Non solo, perché nella metropoli si stanno mettendo in campo le misure più disparate ed in tal senso non si possono non citare quelle relative ai rigorosi test a tappeto. Tre giorni fa, infatti, più di 38.000 operatori sanitari provenienti da 15 suddivisioni provinciali cinesi sono accorsi [3] a Shanghai per contribuire alla battaglia contro il virus: nello specifico – come dichiarato dall’alto ufficiale Commissione Sanitaria Nazionale Jiao Yahui – più di 11.000 medici hanno assunto incarichi di lavoro negli ospedali temporanei, più di 23.000 operatori sanitari si sono occupati della raccolta di campioni per i test molecolari e quasi 4.000 sono stati dispiegati per sostenere il lavoro da svolgere nei laboratori di analisi per il Covid-19. Alla fine, nella giornata di lunedì, grazie a questo massiccio dispiegamento di personale sanitario tutti [4] i cittadini di Shanghai sono stati sottoposti al test molecolare.

Va senza dubbio menzionato, poi, il trattamento riservato ai positivi: in linea con la strategia “zero Covid”, infatti, ai cittadini risultati positivi è richiesto di recarsi in veri e propri centri di quarantena.
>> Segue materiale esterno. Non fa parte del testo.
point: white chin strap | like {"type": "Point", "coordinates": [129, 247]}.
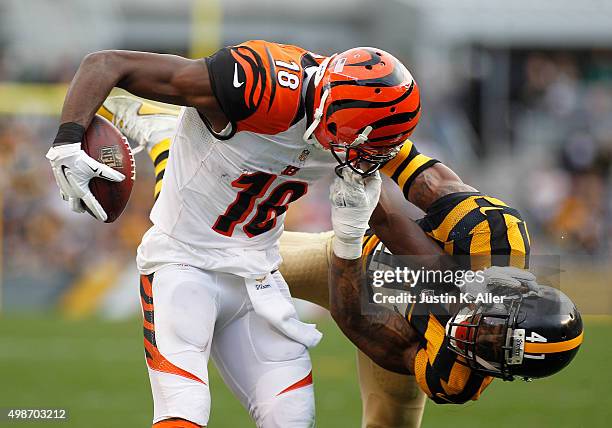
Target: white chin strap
{"type": "Point", "coordinates": [318, 114]}
{"type": "Point", "coordinates": [362, 138]}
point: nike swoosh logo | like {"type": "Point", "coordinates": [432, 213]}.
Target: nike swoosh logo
{"type": "Point", "coordinates": [483, 210]}
{"type": "Point", "coordinates": [237, 83]}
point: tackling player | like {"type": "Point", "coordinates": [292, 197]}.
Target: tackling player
{"type": "Point", "coordinates": [263, 122]}
{"type": "Point", "coordinates": [454, 350]}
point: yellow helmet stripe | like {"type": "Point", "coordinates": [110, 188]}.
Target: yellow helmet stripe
{"type": "Point", "coordinates": [549, 348]}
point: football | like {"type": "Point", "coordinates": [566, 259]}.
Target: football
{"type": "Point", "coordinates": [107, 145]}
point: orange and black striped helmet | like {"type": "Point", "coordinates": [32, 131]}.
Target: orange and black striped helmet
{"type": "Point", "coordinates": [368, 105]}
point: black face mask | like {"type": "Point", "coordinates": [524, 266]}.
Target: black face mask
{"type": "Point", "coordinates": [358, 160]}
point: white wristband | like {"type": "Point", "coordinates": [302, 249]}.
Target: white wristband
{"type": "Point", "coordinates": [348, 250]}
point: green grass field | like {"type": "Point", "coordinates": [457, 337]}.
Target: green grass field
{"type": "Point", "coordinates": [96, 371]}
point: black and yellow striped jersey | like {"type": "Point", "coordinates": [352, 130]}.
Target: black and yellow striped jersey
{"type": "Point", "coordinates": [406, 166]}
{"type": "Point", "coordinates": [440, 372]}
{"type": "Point", "coordinates": [480, 226]}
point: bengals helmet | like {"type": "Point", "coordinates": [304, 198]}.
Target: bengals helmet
{"type": "Point", "coordinates": [531, 334]}
{"type": "Point", "coordinates": [367, 104]}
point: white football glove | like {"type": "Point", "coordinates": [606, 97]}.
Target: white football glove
{"type": "Point", "coordinates": [73, 169]}
{"type": "Point", "coordinates": [353, 199]}
{"type": "Point", "coordinates": [508, 276]}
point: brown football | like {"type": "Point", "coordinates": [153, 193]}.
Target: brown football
{"type": "Point", "coordinates": [107, 145]}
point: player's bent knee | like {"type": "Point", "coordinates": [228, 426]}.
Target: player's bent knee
{"type": "Point", "coordinates": [271, 345]}
{"type": "Point", "coordinates": [176, 423]}
{"type": "Point", "coordinates": [294, 408]}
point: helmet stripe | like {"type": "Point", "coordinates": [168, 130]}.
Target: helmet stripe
{"type": "Point", "coordinates": [550, 348]}
{"type": "Point", "coordinates": [394, 119]}
{"type": "Point", "coordinates": [395, 78]}
{"type": "Point", "coordinates": [392, 137]}
{"type": "Point", "coordinates": [350, 103]}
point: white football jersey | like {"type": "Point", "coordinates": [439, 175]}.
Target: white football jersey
{"type": "Point", "coordinates": [223, 201]}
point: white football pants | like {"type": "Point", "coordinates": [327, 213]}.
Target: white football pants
{"type": "Point", "coordinates": [189, 313]}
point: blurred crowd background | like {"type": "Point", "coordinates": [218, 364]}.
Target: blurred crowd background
{"type": "Point", "coordinates": [517, 98]}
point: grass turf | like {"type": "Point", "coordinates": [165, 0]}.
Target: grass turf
{"type": "Point", "coordinates": [96, 371]}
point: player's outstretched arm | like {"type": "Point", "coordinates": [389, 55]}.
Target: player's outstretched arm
{"type": "Point", "coordinates": [166, 78]}
{"type": "Point", "coordinates": [380, 333]}
{"type": "Point", "coordinates": [400, 234]}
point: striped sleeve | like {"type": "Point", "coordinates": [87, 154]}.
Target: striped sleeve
{"type": "Point", "coordinates": [407, 165]}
A tal proposito, però, critiche sono arrivate da parte della popolazione, infastidita dalle condizioni antigieniche in cui tali centri verserebbero a causa del loro sovraffollamento e non a caso, dunque, recentemente a Shanghai si è deciso di convertire [5] il National Exhibition and Convention Center (Necc) in un ospedale di emergenza con una capacità prevista di 40.000 letti. Non si tratta tuttavia di certo dell’unica criticità legata ai centri per la quarantena: la decisione più osteggiata, infatti, è stata quella sopracitata di separare i bambini positivi dai loro genitori, che ha scatenato una rabbia diffusa nella popolazione. Come confermato [6] negli scorsi giorni da Wu Qianyu, funzionario della Shanghai Municipal Health Commission, i bambini dai 7 anni in giù dovrebbero essere portati “in un centro sanitario pubblico” mentre tutti gli altri dovrebbero essere “isolati nei centri di quarantena”. Vi sono state quindi proteste diffuse tra i cittadini, in seguito alle quali un alto funzionario sanitario della città avrebbe affermato che i genitori di bambini con non meglio definiti “bisogni speciali” avrebbero potuto ora presentare domanda per fare compagnia ai figli.

Oltre a tutto ciò poi, come anticipato precedentemente Shanghai sta distribuendo ai residenti milioni di scatole di medicina tradizionale cinese (MTC), come prodotti a base di erbe e capsule antinfluenzali, che si sostiene possano curare il Covid-19. In tal senso, secondo quanto testimoniato [7] all’agenzia di stampa Reuters dal presidente dell’ospedale “Shuguang” Fang Min, circa il 98% dei pazienti Covid di Shanghai starebbe “assumendo un trattamento con MTC”, anche se parrebbero non esserci dati clinici affidabili a riguardo. Ad ogni modo, però, ciò che in conclusione non si può non ricordare è il fatto che tutte queste misure di contrasto adottate in Cina, ed in particolare ora a Shanghai, sembrano quantomeno divenire discutibili se si paragona la situazione cinese con quella dei paesi occidentali. Prendendo ad esempio in riferimento l’Italia, si nota che mentre nel nostro Paese ieri sono stati registrati circa 69.000 casi [8] e 150 decessi [9], in Cina vi sono stati [10] circa 23.000 casi (tra asintomatici e sintomatici) e nessun nuovo decesso.